McGough is currently in his 47th year of coaching, 40 of them at Miller, including 36 with the cross country program. Miller had three runners among the top 24 places and won the title by 23 points.
McGough was inducted in the South Dakota Cross Country and Track and Field Coaches Association Hall of Fame this past year.
McGough, who also led the Rustlers to the 1989 state track and field title, reflected on some of his former coaches who helped to shape him, and he tries in turn to pass those lessons on to those he coaches.
He quoted the late Don Meyer, former Northern State men’s basketball, coach by saying, “We all have a gift, but we’ve got to share it. If we don’t give it away, it means nothing.”
Prep Boys’ Team
Canton wrestling has been a dynasty for years, and last season’s state title team was one of the best ones yet. Of the 13 grapplers who qualified for state competition this year, all 13 reached the podium. The C-Hawks, who had challengers in the 2020-21 season in Winner and Phillip Area, dominated the state meet to win its fourth-consecutive Class B State Championship.
Canton had champions at 120 (Ayson Rice) and 220 (Marshall Baldwin), and runner-ups at 138 (Braden Sehr), 152 (Seth Peterson), 160 (Jaden Dominisse) and 170 (Luke Richardson).
The C-Hawks also defended their state duals title with some strong scores on the girls’ side, as well. Carlee Laubach claimed the 185-pound title and the Class B most pins award (4), while teammates Rachel Mastalir (140), Carly Ballinger (160) and Kiara King (275) all finished runner-up.
Prep Female Athlete
Caelyn Valandra-Prue, White River
Caelyn Valandra-Prue powered White River to its first-ever Class B state girls’ basketball championship in March. Valandra-Prue, who was the Class B player of the year, recorded 23 points and 11 rebounds in White River’s 57-37 win over Castlewood in the championship game. For the season, she averaged 27.4 points, 8 rebounds and 3.4 assists per game, while finishing with 73 steals and 48 blocked shots.

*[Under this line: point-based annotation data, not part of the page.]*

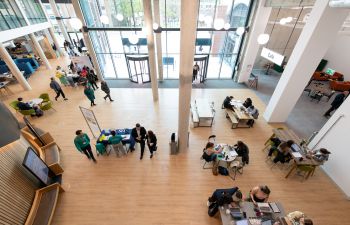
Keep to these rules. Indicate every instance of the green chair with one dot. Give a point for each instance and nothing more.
(45, 97)
(27, 112)
(14, 105)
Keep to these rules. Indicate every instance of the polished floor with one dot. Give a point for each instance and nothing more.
(166, 189)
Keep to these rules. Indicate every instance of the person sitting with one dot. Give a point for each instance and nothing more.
(227, 102)
(210, 152)
(248, 102)
(283, 150)
(320, 155)
(259, 194)
(225, 196)
(242, 151)
(116, 142)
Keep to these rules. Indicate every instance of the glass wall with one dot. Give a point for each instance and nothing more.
(10, 16)
(125, 17)
(33, 11)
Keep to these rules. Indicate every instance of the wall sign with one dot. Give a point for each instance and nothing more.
(272, 56)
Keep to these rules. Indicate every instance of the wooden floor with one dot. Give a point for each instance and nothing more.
(166, 189)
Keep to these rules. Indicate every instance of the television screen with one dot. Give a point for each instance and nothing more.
(330, 71)
(36, 166)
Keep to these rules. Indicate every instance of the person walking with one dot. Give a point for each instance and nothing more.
(139, 135)
(57, 88)
(89, 94)
(338, 100)
(82, 143)
(151, 142)
(105, 88)
(91, 76)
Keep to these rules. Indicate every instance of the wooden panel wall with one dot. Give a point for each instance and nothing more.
(17, 186)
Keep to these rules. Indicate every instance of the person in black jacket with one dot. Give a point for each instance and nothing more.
(338, 100)
(242, 151)
(139, 134)
(151, 142)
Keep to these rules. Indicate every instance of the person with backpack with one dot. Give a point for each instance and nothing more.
(221, 197)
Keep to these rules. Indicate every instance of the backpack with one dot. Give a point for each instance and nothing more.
(223, 171)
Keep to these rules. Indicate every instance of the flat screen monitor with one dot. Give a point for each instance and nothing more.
(36, 166)
(330, 71)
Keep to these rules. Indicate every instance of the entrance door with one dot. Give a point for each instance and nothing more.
(138, 68)
(202, 62)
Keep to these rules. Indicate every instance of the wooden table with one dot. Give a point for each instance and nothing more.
(248, 208)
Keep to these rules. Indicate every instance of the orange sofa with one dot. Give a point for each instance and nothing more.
(321, 76)
(340, 85)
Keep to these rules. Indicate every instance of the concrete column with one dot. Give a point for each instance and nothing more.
(188, 26)
(318, 34)
(40, 51)
(147, 6)
(59, 20)
(54, 39)
(87, 40)
(13, 68)
(158, 40)
(260, 21)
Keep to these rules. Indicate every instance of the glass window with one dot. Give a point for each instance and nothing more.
(10, 16)
(33, 11)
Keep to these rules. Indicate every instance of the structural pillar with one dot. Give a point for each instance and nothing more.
(147, 7)
(158, 40)
(40, 51)
(188, 31)
(13, 68)
(55, 41)
(59, 20)
(261, 19)
(319, 33)
(87, 40)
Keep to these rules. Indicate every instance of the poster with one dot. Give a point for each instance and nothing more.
(91, 121)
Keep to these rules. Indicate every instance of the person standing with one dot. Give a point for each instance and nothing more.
(89, 94)
(151, 142)
(105, 88)
(82, 143)
(57, 88)
(139, 135)
(338, 100)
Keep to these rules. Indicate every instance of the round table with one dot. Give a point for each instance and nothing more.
(35, 101)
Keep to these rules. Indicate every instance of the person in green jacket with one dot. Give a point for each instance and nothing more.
(89, 92)
(82, 143)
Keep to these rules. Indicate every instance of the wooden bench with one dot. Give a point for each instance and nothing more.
(44, 205)
(230, 115)
(49, 153)
(195, 118)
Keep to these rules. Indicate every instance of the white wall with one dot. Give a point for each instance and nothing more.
(335, 138)
(338, 55)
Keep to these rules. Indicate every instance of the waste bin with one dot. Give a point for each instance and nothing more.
(173, 144)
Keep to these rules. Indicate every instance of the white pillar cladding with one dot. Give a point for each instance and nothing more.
(158, 40)
(59, 21)
(87, 40)
(40, 51)
(258, 27)
(147, 6)
(13, 68)
(188, 31)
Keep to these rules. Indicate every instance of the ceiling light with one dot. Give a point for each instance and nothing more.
(263, 39)
(76, 23)
(104, 19)
(120, 17)
(240, 31)
(219, 24)
(133, 39)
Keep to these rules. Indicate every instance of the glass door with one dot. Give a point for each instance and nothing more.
(138, 68)
(201, 62)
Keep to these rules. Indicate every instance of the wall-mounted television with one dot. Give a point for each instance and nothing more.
(36, 166)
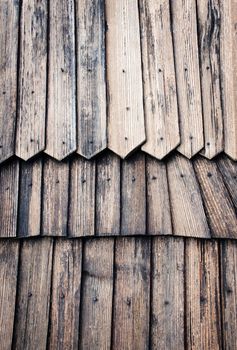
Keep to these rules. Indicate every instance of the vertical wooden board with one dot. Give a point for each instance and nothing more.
(61, 117)
(218, 204)
(187, 75)
(82, 198)
(161, 112)
(65, 304)
(126, 130)
(9, 251)
(55, 198)
(30, 198)
(158, 204)
(229, 293)
(208, 13)
(9, 182)
(133, 200)
(187, 211)
(91, 82)
(97, 290)
(9, 21)
(30, 138)
(229, 74)
(32, 307)
(132, 294)
(202, 295)
(167, 304)
(108, 195)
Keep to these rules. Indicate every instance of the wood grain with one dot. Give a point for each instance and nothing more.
(167, 303)
(91, 82)
(82, 198)
(61, 117)
(160, 97)
(30, 138)
(209, 22)
(131, 295)
(97, 290)
(9, 20)
(65, 300)
(187, 75)
(187, 211)
(126, 130)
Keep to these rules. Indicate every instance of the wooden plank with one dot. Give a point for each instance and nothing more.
(126, 130)
(167, 304)
(91, 82)
(9, 21)
(97, 290)
(132, 294)
(187, 75)
(229, 293)
(161, 112)
(133, 192)
(208, 12)
(55, 198)
(218, 204)
(9, 182)
(187, 211)
(65, 302)
(61, 118)
(158, 204)
(82, 198)
(203, 320)
(32, 307)
(9, 251)
(229, 74)
(30, 198)
(108, 195)
(30, 138)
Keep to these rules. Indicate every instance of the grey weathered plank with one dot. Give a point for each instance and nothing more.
(9, 182)
(203, 319)
(91, 84)
(126, 130)
(167, 303)
(30, 198)
(133, 195)
(158, 204)
(220, 209)
(82, 198)
(9, 252)
(65, 300)
(228, 263)
(108, 195)
(30, 137)
(161, 112)
(55, 198)
(61, 116)
(187, 211)
(187, 75)
(209, 22)
(132, 294)
(33, 298)
(97, 291)
(9, 20)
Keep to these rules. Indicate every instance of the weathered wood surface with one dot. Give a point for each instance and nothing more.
(187, 75)
(131, 294)
(91, 82)
(9, 21)
(160, 98)
(126, 129)
(61, 116)
(30, 138)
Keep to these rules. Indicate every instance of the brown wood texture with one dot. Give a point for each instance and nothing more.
(30, 138)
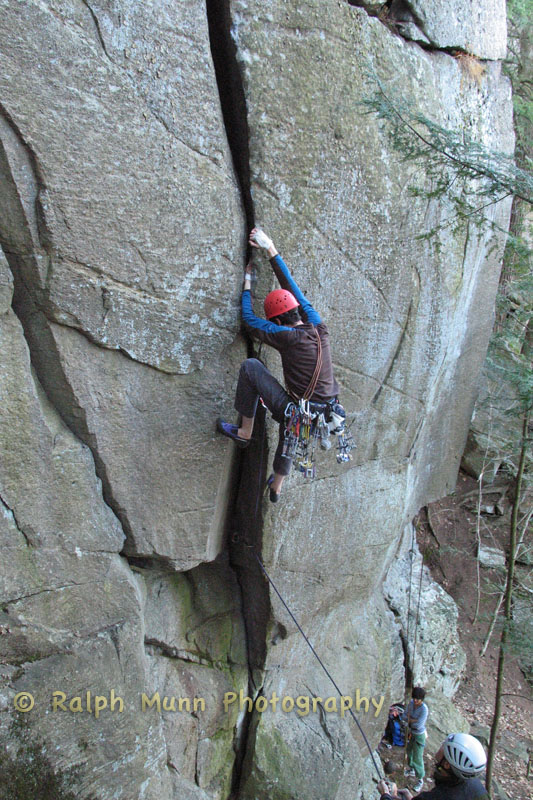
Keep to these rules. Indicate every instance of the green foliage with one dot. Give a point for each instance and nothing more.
(457, 167)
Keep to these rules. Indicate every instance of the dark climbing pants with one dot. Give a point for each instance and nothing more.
(415, 753)
(256, 381)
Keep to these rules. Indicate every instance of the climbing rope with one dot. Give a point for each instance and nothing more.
(262, 566)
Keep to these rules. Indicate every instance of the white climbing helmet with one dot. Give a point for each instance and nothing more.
(465, 754)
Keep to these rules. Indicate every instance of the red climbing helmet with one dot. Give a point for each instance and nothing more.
(278, 302)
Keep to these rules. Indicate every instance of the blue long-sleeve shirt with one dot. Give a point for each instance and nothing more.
(297, 345)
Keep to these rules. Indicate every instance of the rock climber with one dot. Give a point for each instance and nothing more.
(295, 329)
(416, 715)
(458, 761)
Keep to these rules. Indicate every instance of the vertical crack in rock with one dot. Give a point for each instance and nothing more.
(27, 247)
(395, 355)
(245, 521)
(245, 540)
(232, 97)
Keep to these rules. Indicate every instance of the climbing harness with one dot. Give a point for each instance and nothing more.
(308, 423)
(269, 579)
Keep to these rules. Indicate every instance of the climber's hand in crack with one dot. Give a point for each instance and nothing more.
(258, 238)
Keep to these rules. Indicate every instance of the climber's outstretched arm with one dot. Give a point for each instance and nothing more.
(258, 238)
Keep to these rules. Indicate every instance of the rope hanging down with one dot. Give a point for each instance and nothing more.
(262, 566)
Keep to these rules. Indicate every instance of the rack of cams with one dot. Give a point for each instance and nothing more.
(308, 423)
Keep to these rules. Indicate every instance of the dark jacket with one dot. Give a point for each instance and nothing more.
(297, 346)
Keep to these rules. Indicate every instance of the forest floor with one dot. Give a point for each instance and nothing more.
(448, 532)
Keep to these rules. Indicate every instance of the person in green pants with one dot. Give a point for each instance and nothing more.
(416, 715)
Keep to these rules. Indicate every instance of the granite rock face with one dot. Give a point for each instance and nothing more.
(132, 531)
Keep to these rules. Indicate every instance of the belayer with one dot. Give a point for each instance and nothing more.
(458, 762)
(295, 329)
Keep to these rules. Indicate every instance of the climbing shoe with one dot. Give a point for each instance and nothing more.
(274, 496)
(231, 432)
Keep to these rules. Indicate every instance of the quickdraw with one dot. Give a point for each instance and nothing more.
(308, 423)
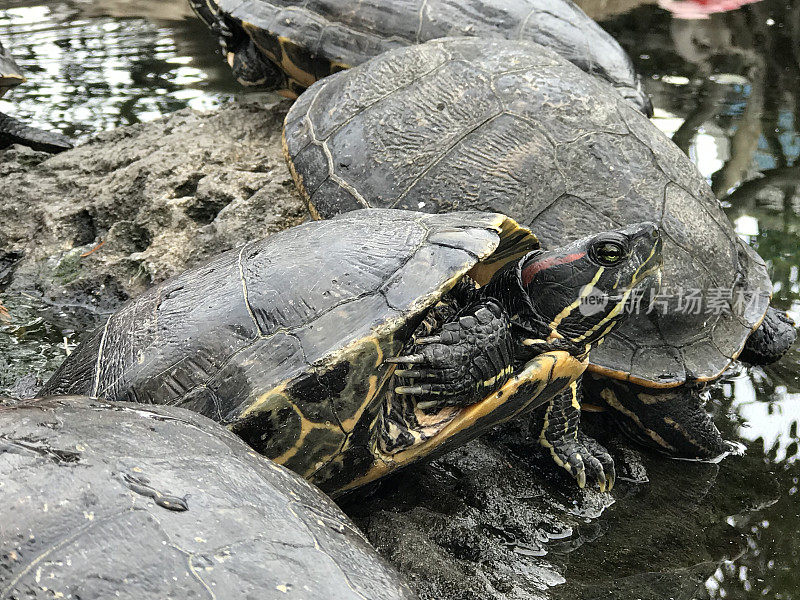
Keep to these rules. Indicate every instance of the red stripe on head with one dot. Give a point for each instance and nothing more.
(531, 270)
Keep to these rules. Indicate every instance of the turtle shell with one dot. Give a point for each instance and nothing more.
(104, 501)
(10, 74)
(284, 339)
(514, 128)
(313, 39)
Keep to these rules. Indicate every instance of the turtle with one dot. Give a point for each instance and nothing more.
(287, 45)
(104, 500)
(13, 131)
(511, 127)
(345, 349)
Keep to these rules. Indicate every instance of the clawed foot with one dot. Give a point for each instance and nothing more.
(584, 459)
(469, 358)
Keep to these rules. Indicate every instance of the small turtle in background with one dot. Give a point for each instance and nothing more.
(514, 128)
(294, 341)
(106, 500)
(13, 131)
(288, 45)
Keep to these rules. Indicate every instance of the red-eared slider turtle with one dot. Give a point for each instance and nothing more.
(13, 131)
(512, 127)
(288, 45)
(125, 501)
(293, 341)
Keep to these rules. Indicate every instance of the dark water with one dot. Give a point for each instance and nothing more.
(725, 88)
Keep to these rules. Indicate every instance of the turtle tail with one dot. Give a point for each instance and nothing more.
(771, 340)
(13, 131)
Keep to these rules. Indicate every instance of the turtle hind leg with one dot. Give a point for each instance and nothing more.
(581, 456)
(459, 362)
(771, 340)
(13, 131)
(671, 421)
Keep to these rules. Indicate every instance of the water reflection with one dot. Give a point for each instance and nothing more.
(726, 89)
(92, 67)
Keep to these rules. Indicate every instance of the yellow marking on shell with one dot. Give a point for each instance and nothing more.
(575, 402)
(611, 398)
(512, 234)
(543, 369)
(613, 313)
(298, 179)
(627, 376)
(379, 360)
(585, 291)
(650, 399)
(490, 382)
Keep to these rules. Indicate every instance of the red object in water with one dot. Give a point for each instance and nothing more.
(701, 9)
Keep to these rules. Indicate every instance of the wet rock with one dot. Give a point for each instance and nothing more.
(489, 520)
(133, 206)
(87, 229)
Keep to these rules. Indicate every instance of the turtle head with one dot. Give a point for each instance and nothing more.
(10, 74)
(249, 64)
(576, 294)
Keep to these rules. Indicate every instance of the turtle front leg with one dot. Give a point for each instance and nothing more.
(672, 421)
(13, 131)
(464, 360)
(581, 456)
(249, 65)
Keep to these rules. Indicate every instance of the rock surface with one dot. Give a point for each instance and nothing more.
(165, 195)
(159, 197)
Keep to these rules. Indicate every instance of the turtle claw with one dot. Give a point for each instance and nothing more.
(586, 461)
(417, 390)
(431, 339)
(411, 359)
(412, 373)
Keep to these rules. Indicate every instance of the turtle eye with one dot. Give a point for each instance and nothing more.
(608, 253)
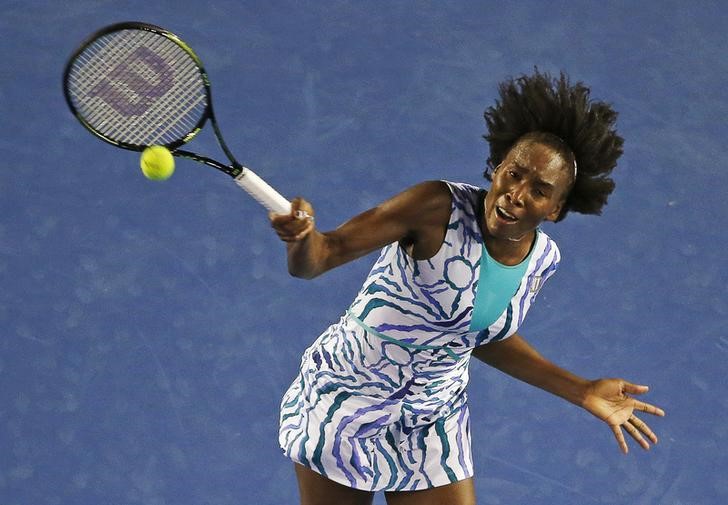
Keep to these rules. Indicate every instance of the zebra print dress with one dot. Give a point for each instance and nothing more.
(380, 402)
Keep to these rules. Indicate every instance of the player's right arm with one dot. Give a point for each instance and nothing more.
(417, 218)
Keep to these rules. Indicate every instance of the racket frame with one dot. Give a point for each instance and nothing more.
(235, 169)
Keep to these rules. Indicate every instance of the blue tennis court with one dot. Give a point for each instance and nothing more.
(149, 329)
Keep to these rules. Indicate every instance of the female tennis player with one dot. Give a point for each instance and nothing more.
(380, 401)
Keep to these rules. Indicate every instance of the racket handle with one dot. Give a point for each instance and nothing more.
(263, 192)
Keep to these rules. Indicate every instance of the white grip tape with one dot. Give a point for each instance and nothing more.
(263, 192)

A multiple-time all-stater, Valandra-Prue finished eighth on the state’s all-time scoring list with 2,536 career points. Valandra-Prue, who won multiple state track titles, is currently competing for the University of South Dakota women’s track and field team.
Prep Girls’ Team
Sioux Falls Washington basketball
The Warriors were loaded in the 2020-21 girls basketball season. Their star forward Sydni Schetnan was just the start. Washington also had a star in waiting in Ndjakalenga Mwenentanda and several other pieces that rounded the team out. The Warriors went 20-2 on their way to a Class AA state title crown.
Schetnan posted 15.3 points per game and 8.9 rebounds per game, blocking a total of 81 shots.
That would give the Warriors enough star power, but Mwenentanda added 14.8 points, 7.0 rebounds and 2.4 assists per game with 37 steals and 10 blocks. Schetnan is at Louisville now, Mwenentanda is headed to Texas — perhaps two of the biggest recruits in South Dakota in some time playing on the same team.
Rapid City Stevens was their championship competitor, and the Warriors let them score just 26 points all game en route to a 43-26 win.